Yes, I enjoyed the storyline. I admit it's flaws (Like instead of having a reasonable argument on both sides, they tried to play it as the government oppresing heroes), but overall I felt it was a well-done event.
the confession is the only decent attempt at rationalising the the storyline. it comes close to redeeming Tony Stark, Captain America to a lesser extent and finally gives their conflict actual depth and meaning. I loathed civil war, but the confession is arguably one of my favourite comic books ever
only amazing spider-man 537 comes close
the problem with civil war wasnt that both sides had arguments, the problem was how absolutely irrational and angry everyone acted. like they were under mind control or something. the characterisations were garbage. but they had to be garbage because it was the only way to somehow get these characters to fight
not to mention, instead of putting forth arguments over why they were right, millar and co seemed more concerned with dehumanising the other side and making them more like evil bastards
NOBODY came out of civil war looking like the 'good guy' or even a superhero. except for captain america, because he got shot. Tony Stark became a gigantic douche for years. universally hated by comic characters and readers alike. and he deserved it, despite the fact that we were supposed to be on Stark's side at the end of the war according to Joe Quesada. the only thing that would eventually redeem Tony was dying
The characters could've ended up fighting even without acting out of character, it was just simplistic righting.

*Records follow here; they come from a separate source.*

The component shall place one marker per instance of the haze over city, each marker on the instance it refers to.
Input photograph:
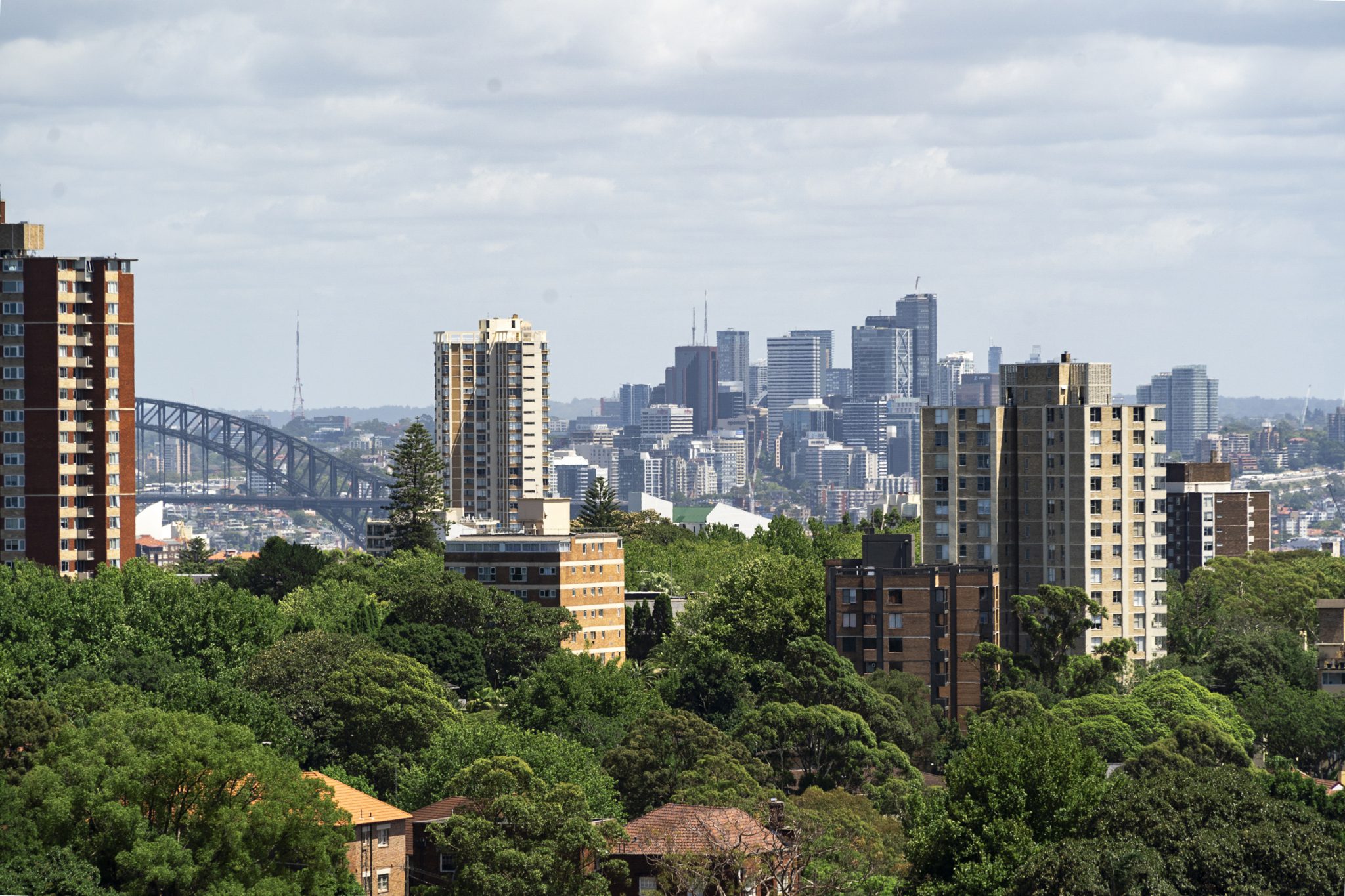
(1134, 183)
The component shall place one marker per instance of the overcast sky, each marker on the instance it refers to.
(1146, 183)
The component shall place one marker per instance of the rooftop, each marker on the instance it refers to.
(695, 829)
(362, 807)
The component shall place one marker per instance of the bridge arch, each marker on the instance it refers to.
(313, 479)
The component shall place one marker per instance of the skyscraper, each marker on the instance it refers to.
(795, 375)
(824, 337)
(491, 417)
(951, 370)
(735, 350)
(881, 356)
(634, 398)
(694, 382)
(1192, 400)
(69, 403)
(1059, 486)
(919, 312)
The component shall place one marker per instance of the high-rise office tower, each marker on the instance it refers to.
(825, 339)
(1057, 486)
(694, 382)
(759, 375)
(795, 373)
(491, 417)
(69, 405)
(919, 312)
(883, 358)
(634, 398)
(951, 370)
(735, 349)
(1192, 400)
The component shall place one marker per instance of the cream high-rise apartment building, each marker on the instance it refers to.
(491, 417)
(1057, 486)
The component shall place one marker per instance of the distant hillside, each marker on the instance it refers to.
(1271, 408)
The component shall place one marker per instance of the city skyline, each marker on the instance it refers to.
(1030, 199)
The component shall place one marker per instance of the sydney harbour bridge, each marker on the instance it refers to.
(294, 473)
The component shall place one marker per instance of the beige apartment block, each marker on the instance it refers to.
(1057, 486)
(491, 417)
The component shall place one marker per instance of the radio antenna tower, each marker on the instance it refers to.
(296, 410)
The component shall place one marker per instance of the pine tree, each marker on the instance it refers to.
(661, 621)
(416, 499)
(638, 631)
(600, 509)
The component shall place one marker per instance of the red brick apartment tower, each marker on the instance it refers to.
(68, 405)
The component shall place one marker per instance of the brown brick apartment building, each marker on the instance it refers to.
(378, 853)
(1207, 519)
(583, 572)
(885, 613)
(68, 405)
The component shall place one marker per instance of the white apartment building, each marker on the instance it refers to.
(1057, 486)
(491, 417)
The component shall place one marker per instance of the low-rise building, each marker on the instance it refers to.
(885, 613)
(546, 565)
(1207, 517)
(1331, 645)
(162, 553)
(381, 844)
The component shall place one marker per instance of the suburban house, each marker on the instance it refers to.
(689, 845)
(378, 853)
(428, 865)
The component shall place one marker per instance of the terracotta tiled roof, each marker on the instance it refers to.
(695, 829)
(440, 811)
(362, 807)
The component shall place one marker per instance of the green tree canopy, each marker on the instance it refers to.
(1012, 792)
(659, 750)
(467, 738)
(358, 704)
(160, 802)
(580, 698)
(523, 837)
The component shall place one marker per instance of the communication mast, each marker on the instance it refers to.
(296, 410)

And I agree, that was the problem. The story would've been great if they simply made it so both sides were forced into conflict because they both felt right about their ideals (Kingdom Come, 2nd season of JLU, etc.). Instead it felt like tyrannical government oppressing the little guy, when they wanted to make sure it wasn't.
I enjoyed the storyline, but I will agree that with proper writing, it could've been better and possibly a great Marvel event.